// the find
NVIDIA/gpu-operator
NVIDIA GPU Operator creates, configures, and manages GPUs in Kubernetes
The GPU Operator is NVIDIA's official Kubernetes operator for managing the full GPU software stack — drivers, container runtime, device plugin, DCGM monitoring — on GPU nodes. It's aimed at platform teams running Kubernetes clusters where GPU nodes need to scale dynamically without custom OS images. This is the blessed path if you're running NVIDIA hardware on Kubernetes at any serious scale.
The containerized driver model is genuinely useful: you can update drivers by restarting a container rather than reimaging nodes, which matters when you have a mix of driver version requirements. DCGM integration for GPU metrics is first-class — Prometheus scraping via ServiceMonitor is wired up out of the box, not an afterthought. The state machine architecture (each component gets its own state directory with numbered YAML manifests) makes it predictable to debug — you can see exactly what DaemonSets and RBAC rules the operator will apply. MIG manager support means multi-instance GPU partitioning is handled the same way as everything else, not a separate bolt-on.

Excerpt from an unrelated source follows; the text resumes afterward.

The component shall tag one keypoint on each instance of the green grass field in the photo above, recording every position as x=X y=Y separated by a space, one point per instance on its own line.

The CRD surface area is large and the ClusterPolicy type has grown into a catch-all configuration blob — expect to spend time with the docs before you understand what half the fields do. The NVIDIADriver CRD is still in v1alpha1 despite being a central piece of the stack, which means the API can change under you. Community contributions have to go through both GitHub and GitLab CI (the pipeline badge points to GitLab), which is confusing and suggests internal development doesn't fully happen in the open. No AMD or Intel GPU support — this is NVIDIA-only, so if you're running a mixed-vendor cluster you're managing two separate operator lifecycles.